There are several technologies available for implementing parallel processing in C++. It is possible to create parallel threads, and the portability thereof should improve drastically with the advent of threads specified in C++0x. It is also possible to use OpenMP for selected, specially prepared code sequences. And it is even possible to activate Intel's parallelizing options which automatically seek out sequences which possibly benefit from parallelization, which are subsequently automatically parallelized by the compiler.
So finally a few general questions for Clay and Aaron:
Do you have any guidelines for using different implementation methods for parallelization in specific situations?
Are there any clear cases for which one form of parallelization, such as creating dedicated parallel threads, clearly outperforms other methods?
Are there any methods available with which developers can judge the parallelization overhead, such as the overhead caused by creation of dedicated threads or event catching, and relate this overhead to the expected benefit in order to better select the right parallelization technology?
You're gonna go blind staring into that box all day.
Excellent questions. I wish I had some brilliant and excellent answers for them.
I've found that the platform being used rather than the computations to be done may have more influence over what methods are "best" to be used. If you're in a distributed environment you're pretty much stuck with some kind of message-passing method (MPI, PVM). For shared-memory there are explicit threads (Pthreads, Windows threads) and implicit threads (OpenMP, TBB). For GPUs, there are a host of data-parallel languages out or soon to be released (CUDA, OpenCL, Ct). The language being used can affect your choice, too.
In the realm of shared-memory, I guess I would recommned that you use the easiest method that will give you the power to express the parallelism that you need. If you've got computations that are implelmented in a threaded library, use the library. If you've got loops with independent iterations, use OpenMP or TBB. If your parallel algorithm needs more complex interaction between concurrent tasks/threads, then you likely need to go with an explicit threading method.
In one of the examples from The Art of Concurrency, I used both TBB and OpenMP. OpenMP was used to thread the loop iterations over the bulk of the computation and TBB was used to perform a reduction operation that was more complex than could be handled by OpenMP.
As for judging the overheads of different methods, I've not seen a study of that.
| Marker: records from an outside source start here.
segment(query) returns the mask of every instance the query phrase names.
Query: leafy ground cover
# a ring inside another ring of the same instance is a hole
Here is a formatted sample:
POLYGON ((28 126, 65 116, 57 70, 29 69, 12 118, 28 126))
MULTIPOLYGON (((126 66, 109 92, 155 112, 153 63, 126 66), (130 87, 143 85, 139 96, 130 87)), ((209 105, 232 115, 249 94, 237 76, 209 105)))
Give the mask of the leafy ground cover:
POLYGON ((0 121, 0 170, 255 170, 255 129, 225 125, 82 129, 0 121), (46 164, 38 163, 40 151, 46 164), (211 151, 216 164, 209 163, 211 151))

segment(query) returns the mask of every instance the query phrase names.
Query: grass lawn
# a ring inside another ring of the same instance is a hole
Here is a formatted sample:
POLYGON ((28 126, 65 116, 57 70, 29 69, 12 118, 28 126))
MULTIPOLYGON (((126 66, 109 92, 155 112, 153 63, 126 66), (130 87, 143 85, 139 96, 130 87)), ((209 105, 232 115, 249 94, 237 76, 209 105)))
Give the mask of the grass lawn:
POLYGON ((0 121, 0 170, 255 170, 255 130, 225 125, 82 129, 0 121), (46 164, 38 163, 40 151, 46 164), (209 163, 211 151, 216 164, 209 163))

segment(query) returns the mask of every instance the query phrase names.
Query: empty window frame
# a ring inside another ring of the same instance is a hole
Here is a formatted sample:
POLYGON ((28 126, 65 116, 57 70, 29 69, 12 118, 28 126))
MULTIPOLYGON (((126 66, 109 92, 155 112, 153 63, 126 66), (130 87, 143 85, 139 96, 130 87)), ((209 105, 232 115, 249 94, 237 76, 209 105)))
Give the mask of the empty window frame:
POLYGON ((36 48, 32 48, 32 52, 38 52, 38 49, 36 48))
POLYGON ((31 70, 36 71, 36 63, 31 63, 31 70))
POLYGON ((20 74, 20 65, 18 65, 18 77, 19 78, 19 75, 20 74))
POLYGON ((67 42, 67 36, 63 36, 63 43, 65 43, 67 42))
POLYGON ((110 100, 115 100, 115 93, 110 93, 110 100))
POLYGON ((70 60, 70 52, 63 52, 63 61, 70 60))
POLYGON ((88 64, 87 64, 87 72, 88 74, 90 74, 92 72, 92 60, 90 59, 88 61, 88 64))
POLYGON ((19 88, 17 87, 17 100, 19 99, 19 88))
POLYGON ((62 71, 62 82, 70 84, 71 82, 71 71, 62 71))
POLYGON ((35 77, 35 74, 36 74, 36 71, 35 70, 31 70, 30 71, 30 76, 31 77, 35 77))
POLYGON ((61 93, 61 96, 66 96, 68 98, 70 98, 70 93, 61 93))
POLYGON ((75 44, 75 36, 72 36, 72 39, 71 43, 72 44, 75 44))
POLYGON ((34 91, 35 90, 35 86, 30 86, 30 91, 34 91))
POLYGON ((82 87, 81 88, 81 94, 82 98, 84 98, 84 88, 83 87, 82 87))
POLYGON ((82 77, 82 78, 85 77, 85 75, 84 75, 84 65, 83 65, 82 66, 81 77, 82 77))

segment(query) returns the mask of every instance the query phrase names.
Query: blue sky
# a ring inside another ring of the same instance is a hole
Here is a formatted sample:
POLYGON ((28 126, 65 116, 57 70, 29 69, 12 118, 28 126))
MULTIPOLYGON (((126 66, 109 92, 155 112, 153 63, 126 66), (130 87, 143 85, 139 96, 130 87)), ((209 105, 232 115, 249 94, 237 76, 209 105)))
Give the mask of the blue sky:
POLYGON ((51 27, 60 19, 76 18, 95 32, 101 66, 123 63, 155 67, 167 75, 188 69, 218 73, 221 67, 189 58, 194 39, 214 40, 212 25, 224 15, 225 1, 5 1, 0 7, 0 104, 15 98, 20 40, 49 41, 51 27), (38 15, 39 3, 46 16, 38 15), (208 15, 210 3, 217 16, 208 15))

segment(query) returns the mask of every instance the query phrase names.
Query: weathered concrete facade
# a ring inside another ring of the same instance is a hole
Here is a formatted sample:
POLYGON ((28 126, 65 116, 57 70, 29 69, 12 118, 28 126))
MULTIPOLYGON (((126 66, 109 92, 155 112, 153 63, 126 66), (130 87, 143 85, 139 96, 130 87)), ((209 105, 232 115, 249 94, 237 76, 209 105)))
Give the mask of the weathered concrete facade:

I'm not sure if there are profiling tools that can give you the calling overhead for functions. To get an idea about execution time for things like creating and synchronizing threads, you could write your applications with several different methods and time each one on the same data set. Besides the time involved in creating, debugging and tuing multiple versions of the same code, this would give you an idea about how that particular algorithm and mix of threading calls might take in general. Things you can't measure would be the amount of time a thread spends waiting on a contested sync object, at least not by timing the total execution time. Tools, like Parallel Studio, can give you focus on those kinds of timing issues.
Performance from one threading library to another is less of a concern for me. I assume that they will all be tuned as best they can. The bottom line is use the easiest method of implementing the parallelism you need. If you're not getting the performance you think you should, try another library to see if there might be issues with the overheads of the functions being used. Another algorithmic approach with the original library might fix things up, too.